Le code Afep-Medef 2020 a été mis à jour sur deux sujets issus de la Loi PACTE : la mixité au sein des instances dirigeantes et les ratios entre la rémunération des dirigeants et celles des salariés dans les holdings de contrôle de groupes importants. Point de vue d'Hubert Mathet, président du groupe de travail « Gouvernance » de la commission Analyse extra-financière de la SFAF.
Le code Afep-Medef 2020 a été mis à jour sur deux sujets issus de la Loi PACTE : le premier concerne l'effort à porter sur la mixité au sein des instances dirigeantes.

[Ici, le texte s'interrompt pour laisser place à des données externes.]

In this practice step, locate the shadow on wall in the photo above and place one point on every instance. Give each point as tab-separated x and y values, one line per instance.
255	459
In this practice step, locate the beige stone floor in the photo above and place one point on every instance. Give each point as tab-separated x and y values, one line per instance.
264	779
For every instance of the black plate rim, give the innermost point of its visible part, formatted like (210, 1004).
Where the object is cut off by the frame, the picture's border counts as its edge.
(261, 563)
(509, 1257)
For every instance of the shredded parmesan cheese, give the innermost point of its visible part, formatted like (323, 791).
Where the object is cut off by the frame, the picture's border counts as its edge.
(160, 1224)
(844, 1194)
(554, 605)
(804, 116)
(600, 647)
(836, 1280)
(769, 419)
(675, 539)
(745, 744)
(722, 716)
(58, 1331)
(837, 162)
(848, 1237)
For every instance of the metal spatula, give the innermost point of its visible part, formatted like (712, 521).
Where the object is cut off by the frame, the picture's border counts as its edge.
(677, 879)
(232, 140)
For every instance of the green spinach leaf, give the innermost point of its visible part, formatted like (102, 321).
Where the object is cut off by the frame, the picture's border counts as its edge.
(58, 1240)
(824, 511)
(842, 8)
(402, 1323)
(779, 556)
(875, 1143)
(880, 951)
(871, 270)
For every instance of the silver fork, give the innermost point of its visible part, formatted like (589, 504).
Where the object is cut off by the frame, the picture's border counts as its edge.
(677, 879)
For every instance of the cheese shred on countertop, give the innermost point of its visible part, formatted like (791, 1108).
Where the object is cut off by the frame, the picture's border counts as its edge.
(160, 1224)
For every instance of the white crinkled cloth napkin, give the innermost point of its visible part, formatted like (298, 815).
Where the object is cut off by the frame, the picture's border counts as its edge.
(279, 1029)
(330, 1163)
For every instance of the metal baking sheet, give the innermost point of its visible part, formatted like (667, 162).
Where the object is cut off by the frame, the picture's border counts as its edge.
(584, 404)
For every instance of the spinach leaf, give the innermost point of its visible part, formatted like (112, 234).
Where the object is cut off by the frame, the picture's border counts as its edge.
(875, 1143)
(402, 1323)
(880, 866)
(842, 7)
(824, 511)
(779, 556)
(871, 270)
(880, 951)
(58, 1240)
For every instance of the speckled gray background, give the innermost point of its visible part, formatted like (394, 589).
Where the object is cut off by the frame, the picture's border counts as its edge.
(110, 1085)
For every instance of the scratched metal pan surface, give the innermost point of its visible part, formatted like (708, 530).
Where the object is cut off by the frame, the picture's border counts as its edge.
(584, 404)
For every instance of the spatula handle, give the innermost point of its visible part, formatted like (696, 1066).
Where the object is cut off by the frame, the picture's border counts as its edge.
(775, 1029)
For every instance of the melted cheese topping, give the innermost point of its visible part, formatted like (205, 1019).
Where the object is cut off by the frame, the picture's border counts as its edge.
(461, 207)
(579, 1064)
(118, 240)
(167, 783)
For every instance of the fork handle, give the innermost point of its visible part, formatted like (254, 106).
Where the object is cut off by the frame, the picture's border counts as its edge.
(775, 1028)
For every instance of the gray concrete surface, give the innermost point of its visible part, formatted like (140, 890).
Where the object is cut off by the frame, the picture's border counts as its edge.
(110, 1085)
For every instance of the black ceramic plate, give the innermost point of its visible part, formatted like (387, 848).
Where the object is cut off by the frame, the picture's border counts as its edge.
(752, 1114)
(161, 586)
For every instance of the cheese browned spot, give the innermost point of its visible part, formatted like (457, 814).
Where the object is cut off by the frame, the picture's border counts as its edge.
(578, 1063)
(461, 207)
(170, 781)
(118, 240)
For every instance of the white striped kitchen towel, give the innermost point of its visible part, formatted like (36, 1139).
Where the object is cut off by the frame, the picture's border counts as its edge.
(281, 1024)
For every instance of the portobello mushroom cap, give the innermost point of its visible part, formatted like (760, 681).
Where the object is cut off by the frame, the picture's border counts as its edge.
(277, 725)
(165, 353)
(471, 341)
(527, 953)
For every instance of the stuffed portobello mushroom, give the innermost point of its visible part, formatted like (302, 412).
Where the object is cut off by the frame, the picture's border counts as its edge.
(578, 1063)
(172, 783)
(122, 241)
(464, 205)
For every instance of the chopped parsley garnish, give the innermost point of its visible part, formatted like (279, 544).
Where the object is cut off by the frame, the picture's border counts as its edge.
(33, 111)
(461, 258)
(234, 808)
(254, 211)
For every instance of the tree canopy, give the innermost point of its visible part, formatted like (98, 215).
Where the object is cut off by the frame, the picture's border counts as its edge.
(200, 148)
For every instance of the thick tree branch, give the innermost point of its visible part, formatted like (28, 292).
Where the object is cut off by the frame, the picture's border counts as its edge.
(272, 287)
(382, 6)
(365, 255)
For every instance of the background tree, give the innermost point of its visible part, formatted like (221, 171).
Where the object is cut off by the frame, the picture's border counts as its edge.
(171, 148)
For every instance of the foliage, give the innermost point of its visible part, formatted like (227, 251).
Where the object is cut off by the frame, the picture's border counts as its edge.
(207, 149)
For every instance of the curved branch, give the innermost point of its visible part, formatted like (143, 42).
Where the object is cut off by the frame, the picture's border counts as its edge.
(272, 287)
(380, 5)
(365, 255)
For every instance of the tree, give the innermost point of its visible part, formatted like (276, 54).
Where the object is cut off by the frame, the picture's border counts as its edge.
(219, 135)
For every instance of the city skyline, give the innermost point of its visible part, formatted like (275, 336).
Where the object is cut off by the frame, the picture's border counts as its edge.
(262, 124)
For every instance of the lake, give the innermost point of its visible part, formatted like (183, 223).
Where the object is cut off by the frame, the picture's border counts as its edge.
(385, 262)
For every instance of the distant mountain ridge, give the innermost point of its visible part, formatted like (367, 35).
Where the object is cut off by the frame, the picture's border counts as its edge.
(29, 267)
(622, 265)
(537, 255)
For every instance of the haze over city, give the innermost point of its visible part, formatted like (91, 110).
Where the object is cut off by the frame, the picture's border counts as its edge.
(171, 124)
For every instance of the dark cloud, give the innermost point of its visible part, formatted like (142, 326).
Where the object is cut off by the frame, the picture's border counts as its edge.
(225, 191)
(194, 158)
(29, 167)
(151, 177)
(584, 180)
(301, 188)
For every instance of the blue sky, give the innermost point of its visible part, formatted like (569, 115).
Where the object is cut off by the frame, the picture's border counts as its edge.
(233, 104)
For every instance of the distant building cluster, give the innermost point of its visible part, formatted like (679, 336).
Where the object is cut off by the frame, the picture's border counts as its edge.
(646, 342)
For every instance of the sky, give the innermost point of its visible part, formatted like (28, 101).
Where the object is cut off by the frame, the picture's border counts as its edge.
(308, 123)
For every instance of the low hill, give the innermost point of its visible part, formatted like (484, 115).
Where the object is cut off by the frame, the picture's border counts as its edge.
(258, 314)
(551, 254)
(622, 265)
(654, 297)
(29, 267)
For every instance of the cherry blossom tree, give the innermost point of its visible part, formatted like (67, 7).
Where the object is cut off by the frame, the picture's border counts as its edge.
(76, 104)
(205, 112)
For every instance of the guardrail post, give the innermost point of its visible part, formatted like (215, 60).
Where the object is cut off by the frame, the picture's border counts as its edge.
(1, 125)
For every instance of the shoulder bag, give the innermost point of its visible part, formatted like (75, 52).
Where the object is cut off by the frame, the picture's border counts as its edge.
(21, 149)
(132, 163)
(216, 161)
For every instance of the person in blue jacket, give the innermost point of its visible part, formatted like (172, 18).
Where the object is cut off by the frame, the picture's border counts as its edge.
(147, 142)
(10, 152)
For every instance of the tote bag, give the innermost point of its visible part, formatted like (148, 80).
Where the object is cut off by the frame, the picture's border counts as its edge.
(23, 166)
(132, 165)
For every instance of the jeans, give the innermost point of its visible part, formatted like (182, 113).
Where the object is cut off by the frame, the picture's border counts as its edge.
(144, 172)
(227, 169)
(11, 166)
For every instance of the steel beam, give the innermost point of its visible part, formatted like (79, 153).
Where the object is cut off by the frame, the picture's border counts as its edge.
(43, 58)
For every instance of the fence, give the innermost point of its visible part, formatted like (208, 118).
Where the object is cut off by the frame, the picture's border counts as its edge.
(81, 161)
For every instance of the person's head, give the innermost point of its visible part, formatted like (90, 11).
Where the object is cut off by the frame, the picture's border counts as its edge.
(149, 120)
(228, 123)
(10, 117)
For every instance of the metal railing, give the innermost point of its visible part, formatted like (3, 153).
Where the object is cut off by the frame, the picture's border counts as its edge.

L'association précise fort utilement dans son communiqué qu'il faut dépasser le simple Comex en élargissant la portée du texte aux cadres supérieurs. Le second sujet porte sur les ratios entre la rémunération des dirigeants et celles des salariés dans les holdings de contrôle de groupes importants, cas de figure « oublié » par l'article L225-37-3 du Code de Commerce.
La mixité au sein des organes exécutifs est une vraie question qui trouve un bon écho dans un article paru dans le Monde le 4 juin 2018 dont voici les plus importants passages : « Le nombre de femmes PDG (aux USA) est en chute libre. Fin mai 2018, elles n'étaient plus que 24 à diriger l'une des 500 premières entreprises américaines du classement du magazine Fortune, après avoir atteint le nombre de 32 en 2017. Les femmes ne se font pas licencier plus que les hommes, selon les chiffres d'Equilar, qui analyse le recrutement des dirigeants. Mais, comme l'explique Jane Stevenson, vice-présidente chez le chasseur de têtes Korn Ferry International, le vivier de patronnes potentielles pour les remplacer est insuffisant. La raison : les femmes ne possèdent pas l'expérience suffisante. Les entreprises ne leur font pas accomplir le cursus idoine, notamment l'exercice de fonctions opérationnelles avec la responsabilité d'un compte de résultat, qui fait qu'un conseil d'administration prendra le risque de les nommer. Pour Jane Stevenson, il faut, dès l'âge de trente ans, changer les cursus des femmes. Pour l'instant, les rares femmes choisies sont nommées à 51 ans, quatre ans plus tard que les hommes et après avoir exercé un emploi de plus qu'eux. »
Cet article est intéressant car il est transfrontalier et remet le rôle du Conseil d'administration au centre du débat, à savoir que les administrateurs ont le sentiment que la promotion féminine les ferait sortir des sentiers battus. Dès lors, pas de risque = pas de femme !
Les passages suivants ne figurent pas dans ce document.